We can see that the number of Uber pickup has been steadily increasing throughout the first half of 2015 in NYC


### Analyzing rush in NYC

In [None]:
plt.figure(figsize=(12,6))
ax=sns.countplot(uber['hour'])
#ax.yaxis.set_major_formatter(tick.FormatStrFormatter('%.0f'))

Interestingly, after the morning rush, the number of Uber pickups doesn't dip much throughout the rest of the morning and early afternoon. There is significantly more demand in the evening than the daytime. Let's investigate to see if there's a difference in hourly pattern for different days of the week.

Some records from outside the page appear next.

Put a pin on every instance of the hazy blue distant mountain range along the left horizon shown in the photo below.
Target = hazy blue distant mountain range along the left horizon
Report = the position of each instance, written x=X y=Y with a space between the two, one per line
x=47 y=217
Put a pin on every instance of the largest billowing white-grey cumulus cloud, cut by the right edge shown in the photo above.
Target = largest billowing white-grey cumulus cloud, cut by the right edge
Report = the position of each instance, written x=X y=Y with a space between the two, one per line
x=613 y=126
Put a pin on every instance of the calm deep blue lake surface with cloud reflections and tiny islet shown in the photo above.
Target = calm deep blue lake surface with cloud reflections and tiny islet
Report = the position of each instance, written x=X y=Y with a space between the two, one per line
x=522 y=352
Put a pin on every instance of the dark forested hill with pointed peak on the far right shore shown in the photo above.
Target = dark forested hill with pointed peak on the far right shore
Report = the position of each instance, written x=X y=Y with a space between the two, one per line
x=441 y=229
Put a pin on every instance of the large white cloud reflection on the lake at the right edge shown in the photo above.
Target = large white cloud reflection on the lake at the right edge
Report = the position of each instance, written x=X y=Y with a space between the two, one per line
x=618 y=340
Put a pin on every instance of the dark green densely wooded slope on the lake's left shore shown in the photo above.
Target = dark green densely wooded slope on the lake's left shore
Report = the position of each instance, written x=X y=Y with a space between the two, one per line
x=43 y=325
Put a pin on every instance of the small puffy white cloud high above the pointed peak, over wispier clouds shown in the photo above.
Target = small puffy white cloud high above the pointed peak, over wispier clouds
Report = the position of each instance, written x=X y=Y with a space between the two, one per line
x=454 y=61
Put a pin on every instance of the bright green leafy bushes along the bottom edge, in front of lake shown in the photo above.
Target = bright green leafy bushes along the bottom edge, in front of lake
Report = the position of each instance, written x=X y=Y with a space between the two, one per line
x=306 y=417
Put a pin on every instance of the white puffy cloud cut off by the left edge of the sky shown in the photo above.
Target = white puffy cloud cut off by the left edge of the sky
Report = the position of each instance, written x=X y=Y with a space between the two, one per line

### In-depth Analysis of rush in NYC and hour wise

In [None]:
uber.groupby(['weekday', 'hour'])['Pickup_date'].count()

In [None]:
summary=uber.groupby(['weekday', 'hour'])['Pickup_date'].count().reset_index()
summary=summary.rename(columns = {'Pickup_date':'Counts'})
summary

In [None]:
plt.figure(figsize=(12,6))
sns.pointplot(x="hour", y="Counts", hue="weekday", data=summary)

In [None]:
uber_foil=pd.read_csv(r'C:\Users\vikra\Desktop\Data Science and Machine Learning\Uber New York Data Analysis/Uber-Jan-Feb-FOIL.csv')

In [None]:
uber_foil.head()

In [None]:
uber_foil['dispatching_base_number'].unique()

In [None]:
sns.boxplot(x = 'dispatching_base_number', y = 'active_vehicles', data = uber_foil)

more number of Active Vehicles in B02764

In [None]:
sns.boxplot(x = 'dispatching_base_number', y = 'trips', data = uber_foil)

More number of trips in B02764

In [None]:
# Finding the ratio of trips/active_vehicles
uber_foil['trips/vehicle'] = uber_foil['trips']/uber_foil['active_vehicles']

In [None]:
uber_foil.head()

In [None]:
uber_foil.set_index('date')

#### How Average trips/vehicle inc/decreases with dates with each of base number

In [None]:
plt.figure(figsize=(18,8))
uber_foil.set_index('date').groupby(['dispatching_base_number'])['trips/vehicle'].plot()
plt.ylabel('Average trips/vehicle')
plt.title('Demand vs Supply chart (Date-wise)')
plt.legend()

From above visualization we can say that:

    B02598 and B02764 have performed better than others

    B02512 performed less compared to others 

## Conclusion

From the above-analysis we can say that:
    
    Number of trips are at peak during evening time mostly when people complete their work and go home    
    September has maximum number of rides
    Number of trips are most on Thursday and lowest on Sunday    
    Demand is generally higher in the last days of every month    
    Number of Uber pickup has been steadily increasing throughout the first half of 2015 in NYC    
    The number of Uber pickups doesn't dip much throughout the rest of the morning and early afternoon.     
    There is significantly more demand in the evening than the daytime.     
    More number of trips and active vehicles are from base B02764    
    B02598 and B02764 have performed better than others
    B02512 performed less compared to others